That Nathan Milstein, who died last December at age 88, was a splendidly equipped violinist, equally gifted in the taste and technique departments, seems beyond dispute. As is the less obvious fact that he was important as a bridge between the emotive, self-expressive Romantic school of violin playing and a tougher, more objective modern style.
It is also evident, on the basis of EMI’s six-CD Milstein tribute (64830, mid-price), that he showed little inclination to differentiate one composer and one era from another.
That assessment may not be quite fair, since this collection is restricted to recordings originally made for the Capitol label between 1955 and 1966. On this evidence, Milstein’s firm, focused tone (his soft playing is thrillingly steady), with unvarying medium-wide vibrato and rhythmic intensity, was universally applied to violin concertos of Glazunov, Dvorak, Beethoven, Brahms and Tchaikovsky, sonatas by Handel, Vitali, Tartini, Mozart, Prokofiev, and a gaggle of encore tidbits.
The miniatures indicate that charm wasn’t Milstein’s strong suit.
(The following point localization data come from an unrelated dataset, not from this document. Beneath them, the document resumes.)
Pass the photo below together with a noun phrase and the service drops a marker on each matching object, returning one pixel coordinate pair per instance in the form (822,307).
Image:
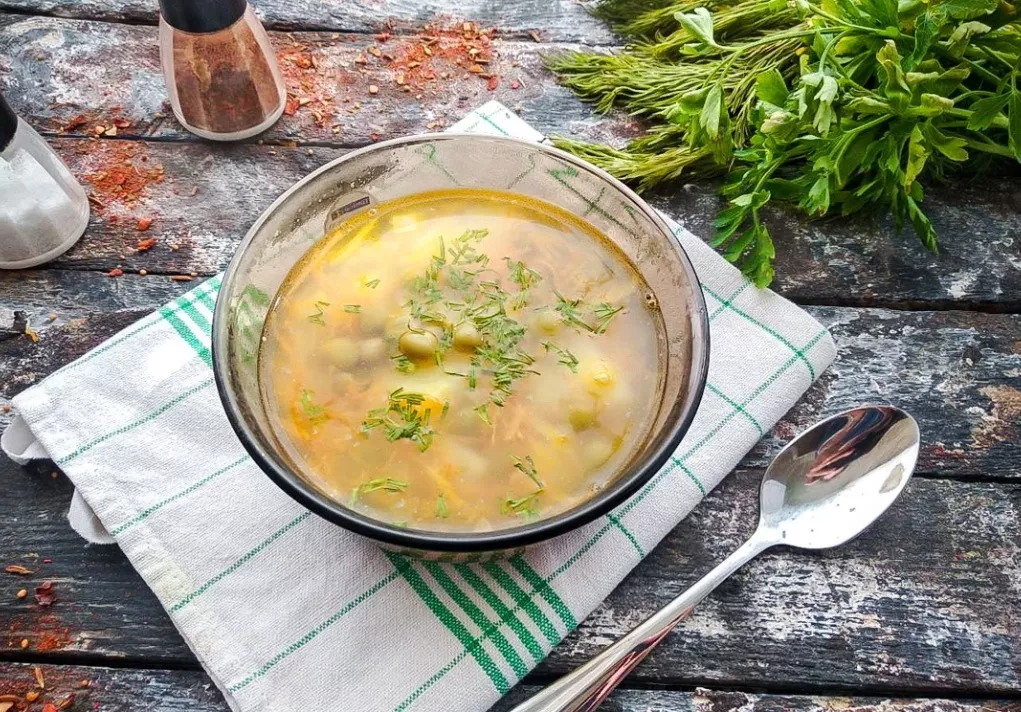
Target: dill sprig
(318,318)
(527,467)
(374,485)
(402,418)
(566,357)
(526,507)
(313,412)
(833,106)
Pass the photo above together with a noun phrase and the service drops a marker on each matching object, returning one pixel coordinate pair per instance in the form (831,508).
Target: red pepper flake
(114,175)
(44,595)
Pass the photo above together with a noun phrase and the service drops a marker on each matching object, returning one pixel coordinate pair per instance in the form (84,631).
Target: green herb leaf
(986,110)
(1014,123)
(709,119)
(483,413)
(318,317)
(401,419)
(772,90)
(967,9)
(698,24)
(527,507)
(314,413)
(527,466)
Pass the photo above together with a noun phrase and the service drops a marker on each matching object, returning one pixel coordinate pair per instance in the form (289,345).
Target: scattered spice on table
(115,172)
(45,595)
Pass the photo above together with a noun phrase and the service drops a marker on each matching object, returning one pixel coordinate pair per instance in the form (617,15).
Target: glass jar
(43,209)
(221,72)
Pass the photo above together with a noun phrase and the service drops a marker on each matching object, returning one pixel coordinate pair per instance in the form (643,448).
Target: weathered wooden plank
(924,602)
(62,74)
(959,373)
(561,19)
(191,691)
(88,69)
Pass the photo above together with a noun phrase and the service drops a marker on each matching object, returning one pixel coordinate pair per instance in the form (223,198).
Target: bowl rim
(529,533)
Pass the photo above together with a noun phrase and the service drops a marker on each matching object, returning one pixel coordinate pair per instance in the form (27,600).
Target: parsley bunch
(830,105)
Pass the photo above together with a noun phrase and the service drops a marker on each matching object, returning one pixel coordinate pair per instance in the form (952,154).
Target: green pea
(467,337)
(418,345)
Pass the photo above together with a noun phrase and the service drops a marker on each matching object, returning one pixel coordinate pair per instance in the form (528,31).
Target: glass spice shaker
(43,209)
(221,70)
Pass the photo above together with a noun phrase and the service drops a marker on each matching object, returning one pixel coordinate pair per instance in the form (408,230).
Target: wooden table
(922,613)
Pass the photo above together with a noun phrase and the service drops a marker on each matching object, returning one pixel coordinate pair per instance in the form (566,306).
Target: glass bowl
(403,167)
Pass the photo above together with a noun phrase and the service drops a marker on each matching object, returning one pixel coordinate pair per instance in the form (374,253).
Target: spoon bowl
(823,489)
(833,480)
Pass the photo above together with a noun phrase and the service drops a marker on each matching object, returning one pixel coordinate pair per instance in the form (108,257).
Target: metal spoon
(821,490)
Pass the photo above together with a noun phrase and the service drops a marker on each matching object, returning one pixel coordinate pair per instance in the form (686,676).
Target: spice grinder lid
(201,15)
(8,124)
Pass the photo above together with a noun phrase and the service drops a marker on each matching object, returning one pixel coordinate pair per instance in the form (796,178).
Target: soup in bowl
(458,343)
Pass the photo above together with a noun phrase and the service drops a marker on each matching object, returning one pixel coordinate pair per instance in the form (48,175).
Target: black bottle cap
(8,124)
(202,15)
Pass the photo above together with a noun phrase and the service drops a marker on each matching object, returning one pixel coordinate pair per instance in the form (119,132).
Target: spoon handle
(585,687)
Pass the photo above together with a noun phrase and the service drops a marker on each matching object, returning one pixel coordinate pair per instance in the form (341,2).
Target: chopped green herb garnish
(380,483)
(566,357)
(527,466)
(401,419)
(604,313)
(570,313)
(315,414)
(526,507)
(318,317)
(483,413)
(402,363)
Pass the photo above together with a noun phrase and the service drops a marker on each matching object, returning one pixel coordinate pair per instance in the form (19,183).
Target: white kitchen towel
(288,612)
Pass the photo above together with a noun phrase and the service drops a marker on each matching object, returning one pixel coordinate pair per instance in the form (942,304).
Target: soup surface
(462,361)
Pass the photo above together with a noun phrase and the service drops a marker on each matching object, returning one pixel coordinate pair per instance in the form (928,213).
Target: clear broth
(548,374)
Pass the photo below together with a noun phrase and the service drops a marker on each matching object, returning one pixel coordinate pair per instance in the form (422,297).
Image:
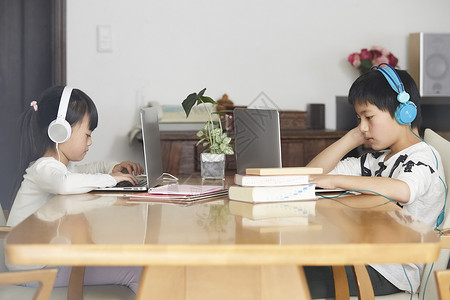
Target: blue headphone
(406,111)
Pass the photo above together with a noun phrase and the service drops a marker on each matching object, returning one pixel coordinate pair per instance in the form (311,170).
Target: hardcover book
(270,180)
(272,193)
(284,171)
(272,210)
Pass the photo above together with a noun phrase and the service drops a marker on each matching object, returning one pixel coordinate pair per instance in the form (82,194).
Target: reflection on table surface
(220,231)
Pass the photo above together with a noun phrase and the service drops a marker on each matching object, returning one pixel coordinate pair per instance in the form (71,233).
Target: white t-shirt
(415,165)
(47,176)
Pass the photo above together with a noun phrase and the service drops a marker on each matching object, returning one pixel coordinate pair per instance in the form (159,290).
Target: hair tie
(34,105)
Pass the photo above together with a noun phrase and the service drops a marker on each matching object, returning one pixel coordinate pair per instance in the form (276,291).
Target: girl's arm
(329,158)
(110,167)
(394,189)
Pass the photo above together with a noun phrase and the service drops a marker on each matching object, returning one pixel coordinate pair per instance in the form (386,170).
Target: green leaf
(201,92)
(204,99)
(189,102)
(228,151)
(199,142)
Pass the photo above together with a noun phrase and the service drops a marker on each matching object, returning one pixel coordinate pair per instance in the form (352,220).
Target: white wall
(295,51)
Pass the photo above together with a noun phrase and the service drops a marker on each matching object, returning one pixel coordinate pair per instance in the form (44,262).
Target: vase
(212,166)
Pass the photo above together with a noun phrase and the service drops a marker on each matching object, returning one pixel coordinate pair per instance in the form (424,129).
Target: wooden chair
(10,290)
(443,284)
(427,289)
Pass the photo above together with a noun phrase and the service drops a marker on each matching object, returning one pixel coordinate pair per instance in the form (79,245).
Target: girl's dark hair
(34,140)
(372,87)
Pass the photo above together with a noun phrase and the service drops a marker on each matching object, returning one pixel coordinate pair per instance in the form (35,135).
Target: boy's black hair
(372,87)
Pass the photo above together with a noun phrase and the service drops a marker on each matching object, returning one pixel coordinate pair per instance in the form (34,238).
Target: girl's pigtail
(27,150)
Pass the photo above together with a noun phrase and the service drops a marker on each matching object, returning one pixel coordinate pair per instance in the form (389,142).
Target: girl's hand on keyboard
(128,167)
(119,176)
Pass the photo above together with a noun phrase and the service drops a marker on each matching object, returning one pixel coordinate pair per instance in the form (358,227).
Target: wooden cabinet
(298,147)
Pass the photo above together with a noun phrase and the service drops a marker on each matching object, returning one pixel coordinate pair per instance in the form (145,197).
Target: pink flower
(392,60)
(383,51)
(364,60)
(365,54)
(354,59)
(380,60)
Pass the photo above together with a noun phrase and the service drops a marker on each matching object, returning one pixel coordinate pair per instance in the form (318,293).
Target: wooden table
(202,251)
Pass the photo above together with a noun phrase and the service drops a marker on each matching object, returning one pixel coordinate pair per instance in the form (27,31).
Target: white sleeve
(53,177)
(94,167)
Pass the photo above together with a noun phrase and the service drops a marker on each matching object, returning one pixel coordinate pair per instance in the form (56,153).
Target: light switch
(104,38)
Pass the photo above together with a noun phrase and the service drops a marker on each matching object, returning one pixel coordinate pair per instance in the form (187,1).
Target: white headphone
(59,129)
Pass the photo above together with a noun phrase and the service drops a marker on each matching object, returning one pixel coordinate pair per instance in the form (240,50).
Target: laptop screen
(257,139)
(152,146)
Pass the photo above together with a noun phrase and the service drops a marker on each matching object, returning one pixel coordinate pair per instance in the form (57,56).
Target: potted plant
(212,137)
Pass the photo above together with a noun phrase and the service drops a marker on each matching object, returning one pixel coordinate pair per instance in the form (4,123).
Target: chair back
(2,216)
(443,279)
(443,147)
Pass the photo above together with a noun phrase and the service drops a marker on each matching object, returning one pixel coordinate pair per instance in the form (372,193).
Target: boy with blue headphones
(402,167)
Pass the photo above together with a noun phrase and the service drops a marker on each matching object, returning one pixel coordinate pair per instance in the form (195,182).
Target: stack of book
(274,185)
(274,199)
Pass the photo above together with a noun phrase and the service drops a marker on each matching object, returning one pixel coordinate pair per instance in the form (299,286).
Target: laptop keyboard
(142,182)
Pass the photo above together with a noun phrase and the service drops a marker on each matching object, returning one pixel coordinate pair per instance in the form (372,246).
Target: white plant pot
(212,165)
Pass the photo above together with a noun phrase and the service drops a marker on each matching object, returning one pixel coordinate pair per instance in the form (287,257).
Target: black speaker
(345,114)
(429,62)
(315,118)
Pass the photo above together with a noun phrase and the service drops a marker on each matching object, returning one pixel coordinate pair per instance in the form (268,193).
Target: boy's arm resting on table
(394,189)
(329,158)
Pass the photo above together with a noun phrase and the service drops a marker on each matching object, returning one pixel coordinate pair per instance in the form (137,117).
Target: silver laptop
(152,155)
(257,138)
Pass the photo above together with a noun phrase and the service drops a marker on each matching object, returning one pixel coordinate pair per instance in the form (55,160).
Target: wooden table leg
(161,282)
(223,282)
(75,288)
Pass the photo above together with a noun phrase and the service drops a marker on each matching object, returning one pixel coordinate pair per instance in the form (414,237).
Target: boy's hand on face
(128,167)
(357,136)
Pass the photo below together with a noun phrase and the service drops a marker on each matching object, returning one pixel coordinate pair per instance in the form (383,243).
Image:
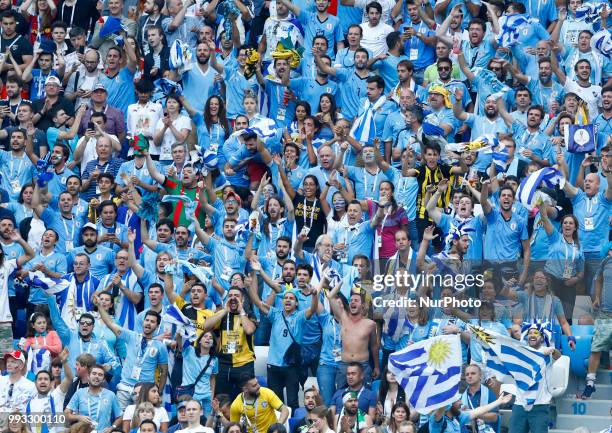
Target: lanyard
(12,173)
(253,425)
(365,181)
(89,409)
(71,14)
(312,211)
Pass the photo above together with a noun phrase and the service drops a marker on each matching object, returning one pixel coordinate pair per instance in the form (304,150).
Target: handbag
(293,354)
(190,389)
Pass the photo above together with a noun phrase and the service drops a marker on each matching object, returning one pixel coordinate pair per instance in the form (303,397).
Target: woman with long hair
(565,264)
(310,209)
(172,128)
(399,413)
(328,115)
(149,392)
(200,367)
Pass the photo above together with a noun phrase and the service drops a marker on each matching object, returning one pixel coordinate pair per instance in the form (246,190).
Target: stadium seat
(559,378)
(300,413)
(579,358)
(376,386)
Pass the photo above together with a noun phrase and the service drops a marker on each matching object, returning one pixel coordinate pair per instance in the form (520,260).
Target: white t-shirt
(22,391)
(42,405)
(165,149)
(375,38)
(6,270)
(160,414)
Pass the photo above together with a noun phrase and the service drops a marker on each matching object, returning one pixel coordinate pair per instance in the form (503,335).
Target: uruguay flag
(513,362)
(429,371)
(50,286)
(185,327)
(547,176)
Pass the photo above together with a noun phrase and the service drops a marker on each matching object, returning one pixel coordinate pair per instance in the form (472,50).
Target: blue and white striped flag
(50,286)
(429,371)
(510,26)
(589,12)
(513,362)
(547,176)
(185,327)
(364,128)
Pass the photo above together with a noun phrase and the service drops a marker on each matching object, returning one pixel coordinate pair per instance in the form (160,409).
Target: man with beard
(199,81)
(114,122)
(506,232)
(256,407)
(8,112)
(82,339)
(82,78)
(145,355)
(117,80)
(535,419)
(311,89)
(49,401)
(16,169)
(95,405)
(188,187)
(532,144)
(544,91)
(227,254)
(312,399)
(453,419)
(100,257)
(352,81)
(122,285)
(51,263)
(360,342)
(234,329)
(351,418)
(288,326)
(463,215)
(491,123)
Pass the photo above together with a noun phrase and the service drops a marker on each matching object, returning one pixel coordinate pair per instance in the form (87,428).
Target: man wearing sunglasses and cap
(15,389)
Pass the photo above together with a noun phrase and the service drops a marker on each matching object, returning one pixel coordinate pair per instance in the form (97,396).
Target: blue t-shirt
(141,362)
(102,408)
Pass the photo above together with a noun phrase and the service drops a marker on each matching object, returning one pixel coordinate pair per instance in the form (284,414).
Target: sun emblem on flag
(439,352)
(482,335)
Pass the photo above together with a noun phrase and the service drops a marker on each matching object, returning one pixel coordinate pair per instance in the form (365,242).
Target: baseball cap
(99,86)
(89,226)
(15,354)
(53,80)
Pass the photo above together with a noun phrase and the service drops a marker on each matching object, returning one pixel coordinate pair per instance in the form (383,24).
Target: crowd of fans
(261,166)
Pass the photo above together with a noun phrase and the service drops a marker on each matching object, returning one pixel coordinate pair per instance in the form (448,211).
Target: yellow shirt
(261,412)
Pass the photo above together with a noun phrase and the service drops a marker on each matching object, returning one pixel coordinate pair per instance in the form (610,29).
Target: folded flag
(547,176)
(601,42)
(510,26)
(513,362)
(185,327)
(589,12)
(364,128)
(429,371)
(50,286)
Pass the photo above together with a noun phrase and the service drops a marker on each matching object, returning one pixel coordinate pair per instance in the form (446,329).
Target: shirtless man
(359,338)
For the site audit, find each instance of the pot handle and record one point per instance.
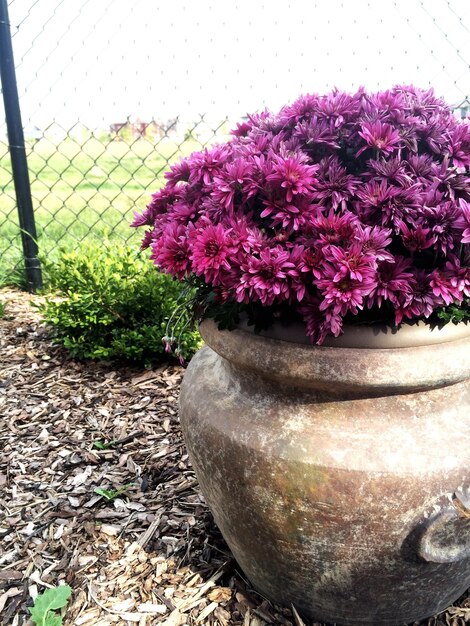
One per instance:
(446, 535)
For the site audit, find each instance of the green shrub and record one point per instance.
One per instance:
(110, 303)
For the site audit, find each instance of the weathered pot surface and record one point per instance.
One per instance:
(339, 476)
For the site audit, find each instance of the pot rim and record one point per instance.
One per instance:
(363, 371)
(371, 336)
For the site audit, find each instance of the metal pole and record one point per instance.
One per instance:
(18, 153)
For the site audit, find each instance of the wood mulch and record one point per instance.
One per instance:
(145, 549)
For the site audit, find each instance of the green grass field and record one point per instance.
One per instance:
(82, 190)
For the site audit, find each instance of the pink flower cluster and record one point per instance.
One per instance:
(335, 206)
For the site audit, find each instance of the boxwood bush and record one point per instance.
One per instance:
(108, 302)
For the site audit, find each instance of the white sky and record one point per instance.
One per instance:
(99, 61)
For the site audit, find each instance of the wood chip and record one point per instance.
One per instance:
(157, 557)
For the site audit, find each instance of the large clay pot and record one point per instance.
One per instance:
(339, 475)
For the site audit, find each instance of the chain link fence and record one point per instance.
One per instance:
(112, 92)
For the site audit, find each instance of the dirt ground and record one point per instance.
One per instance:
(143, 549)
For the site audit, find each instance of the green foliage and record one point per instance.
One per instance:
(111, 494)
(455, 314)
(110, 303)
(45, 605)
(101, 445)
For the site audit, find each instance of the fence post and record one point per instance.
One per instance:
(18, 153)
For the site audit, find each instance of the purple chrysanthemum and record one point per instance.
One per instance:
(335, 204)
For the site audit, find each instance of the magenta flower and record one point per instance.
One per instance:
(171, 251)
(205, 165)
(465, 220)
(352, 263)
(235, 178)
(392, 279)
(345, 295)
(379, 135)
(419, 300)
(416, 238)
(211, 251)
(268, 275)
(287, 220)
(334, 186)
(374, 241)
(459, 145)
(292, 174)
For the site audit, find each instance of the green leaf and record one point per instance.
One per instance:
(42, 613)
(101, 445)
(111, 494)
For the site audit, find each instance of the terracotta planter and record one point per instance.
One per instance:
(339, 475)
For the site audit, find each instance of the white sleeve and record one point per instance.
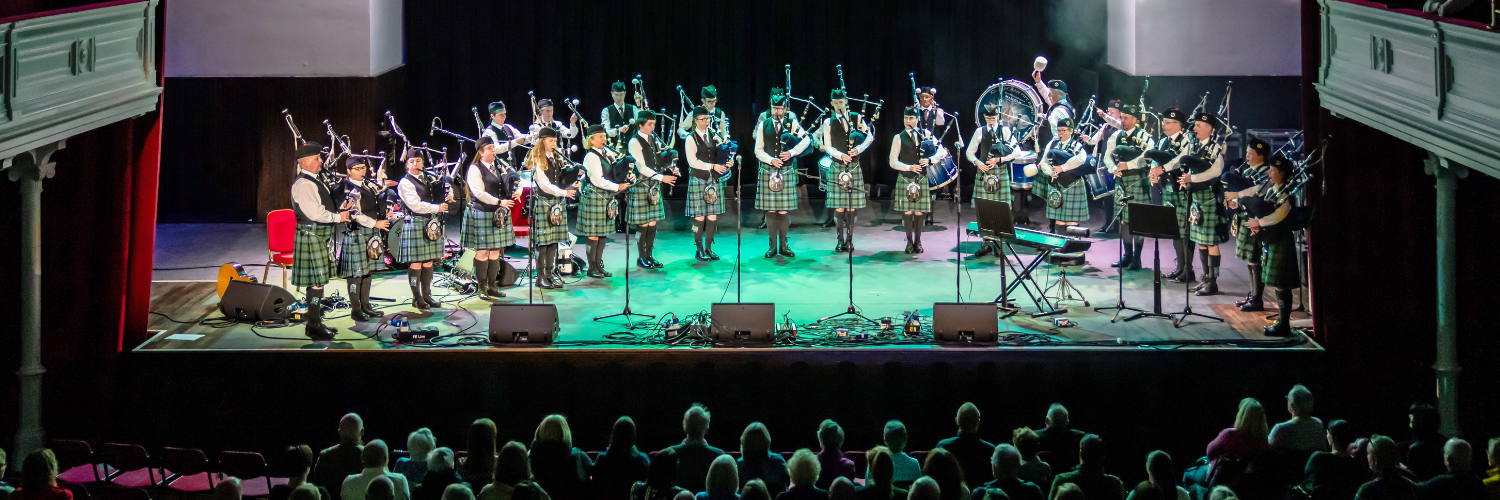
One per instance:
(476, 183)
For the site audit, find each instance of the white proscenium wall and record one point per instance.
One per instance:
(1205, 38)
(282, 38)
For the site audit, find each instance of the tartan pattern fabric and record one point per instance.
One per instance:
(480, 231)
(641, 207)
(1278, 265)
(593, 212)
(923, 203)
(542, 228)
(840, 197)
(1074, 203)
(311, 259)
(770, 200)
(695, 197)
(1131, 185)
(414, 246)
(1214, 228)
(351, 257)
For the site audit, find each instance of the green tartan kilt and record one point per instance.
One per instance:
(776, 200)
(542, 228)
(414, 246)
(1214, 228)
(923, 203)
(1278, 265)
(1131, 185)
(353, 262)
(312, 256)
(695, 197)
(480, 231)
(1074, 203)
(641, 207)
(593, 212)
(840, 197)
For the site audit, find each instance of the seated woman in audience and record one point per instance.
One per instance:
(557, 464)
(804, 478)
(758, 461)
(438, 478)
(512, 476)
(297, 461)
(879, 482)
(660, 479)
(831, 460)
(944, 467)
(419, 445)
(621, 464)
(722, 481)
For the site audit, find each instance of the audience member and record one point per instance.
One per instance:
(1424, 452)
(693, 455)
(1089, 475)
(438, 476)
(804, 469)
(944, 467)
(414, 466)
(374, 458)
(555, 463)
(621, 464)
(879, 479)
(758, 461)
(1458, 482)
(1005, 464)
(722, 481)
(660, 479)
(39, 478)
(1032, 469)
(831, 460)
(296, 463)
(1389, 484)
(479, 466)
(1059, 440)
(1337, 473)
(341, 460)
(512, 475)
(968, 448)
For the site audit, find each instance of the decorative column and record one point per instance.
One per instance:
(29, 168)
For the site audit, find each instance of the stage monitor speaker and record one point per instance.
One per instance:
(734, 322)
(956, 320)
(522, 323)
(255, 302)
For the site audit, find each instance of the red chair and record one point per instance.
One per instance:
(131, 466)
(281, 231)
(186, 470)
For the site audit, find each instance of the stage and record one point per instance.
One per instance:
(815, 284)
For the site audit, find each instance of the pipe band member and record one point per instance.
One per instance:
(317, 216)
(776, 183)
(488, 180)
(644, 210)
(594, 219)
(368, 221)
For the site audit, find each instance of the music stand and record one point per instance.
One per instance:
(1157, 222)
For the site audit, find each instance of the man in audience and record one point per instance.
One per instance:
(1005, 463)
(374, 460)
(693, 455)
(972, 452)
(341, 460)
(1458, 482)
(1389, 484)
(1059, 439)
(1089, 475)
(1302, 433)
(1424, 452)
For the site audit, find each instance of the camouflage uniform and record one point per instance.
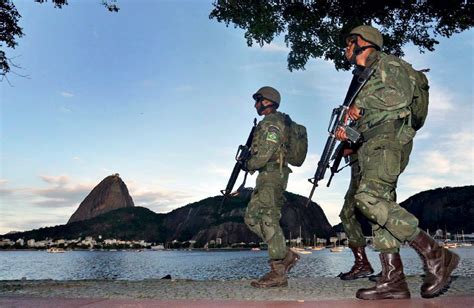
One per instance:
(383, 156)
(351, 225)
(263, 211)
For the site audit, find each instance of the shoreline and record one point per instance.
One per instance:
(307, 289)
(301, 292)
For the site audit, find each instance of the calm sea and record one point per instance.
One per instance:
(198, 265)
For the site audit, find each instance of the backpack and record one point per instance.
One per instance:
(297, 144)
(420, 100)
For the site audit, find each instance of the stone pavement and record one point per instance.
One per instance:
(301, 292)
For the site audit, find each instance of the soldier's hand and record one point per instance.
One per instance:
(347, 152)
(341, 134)
(354, 113)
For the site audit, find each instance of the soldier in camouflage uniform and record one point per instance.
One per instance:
(263, 211)
(382, 114)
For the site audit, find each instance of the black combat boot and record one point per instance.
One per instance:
(361, 267)
(290, 260)
(392, 284)
(275, 278)
(438, 262)
(375, 277)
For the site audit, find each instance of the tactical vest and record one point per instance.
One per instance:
(297, 143)
(419, 105)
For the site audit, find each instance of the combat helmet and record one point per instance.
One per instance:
(369, 34)
(268, 93)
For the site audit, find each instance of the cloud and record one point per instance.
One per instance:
(67, 94)
(159, 199)
(56, 180)
(6, 191)
(275, 47)
(265, 66)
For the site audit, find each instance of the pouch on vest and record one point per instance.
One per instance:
(419, 105)
(297, 146)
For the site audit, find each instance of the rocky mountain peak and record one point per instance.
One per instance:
(110, 194)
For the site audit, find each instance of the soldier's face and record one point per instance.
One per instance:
(350, 45)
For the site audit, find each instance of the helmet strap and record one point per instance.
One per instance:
(358, 50)
(263, 108)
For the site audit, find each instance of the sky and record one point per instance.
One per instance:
(161, 94)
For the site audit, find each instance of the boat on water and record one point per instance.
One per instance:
(55, 250)
(301, 251)
(336, 249)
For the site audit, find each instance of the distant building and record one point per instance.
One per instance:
(6, 242)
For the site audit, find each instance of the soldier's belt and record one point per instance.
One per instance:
(272, 166)
(391, 126)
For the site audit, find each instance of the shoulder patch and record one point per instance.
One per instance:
(273, 134)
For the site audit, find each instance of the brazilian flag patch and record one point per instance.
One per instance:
(272, 134)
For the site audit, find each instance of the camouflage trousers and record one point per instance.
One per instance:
(264, 211)
(381, 160)
(351, 225)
Elsewhere, a certain sameness aside (one doesn’t normally listen to three or four blockbuster Romantic concertos in a row), Milstein’s haughty serenity and avoidance of sentimental trickery are impressive adjuncts to his rock-solid technique, while reinforcing the notion that spontaneity and a measure of what might be called humanity were generally absent.
Then, too, his conductors here--William Steinberg, Erich Leinsdorf, Anatole Fistoulari--seem more skilled mechanics than assertive partners, with much the same to be said for pianists Leon Pommers and Artur Balsam.
Interestingly, interpretive fantasy is brought into play in Prokofiev’s G-minor concerto, where Rafael Fruhbeck de Burgos, hardly one of the living legends of the baton, teams with Milstein at his most engaged and the New Philharmonia Orchestra for a performance of great distinction. It deserves to be reissued separately, along with Milstein’s equally impressive reading of the Prokofiev D-major Concerto (not included here), conducted by Carlo Maria Giulini.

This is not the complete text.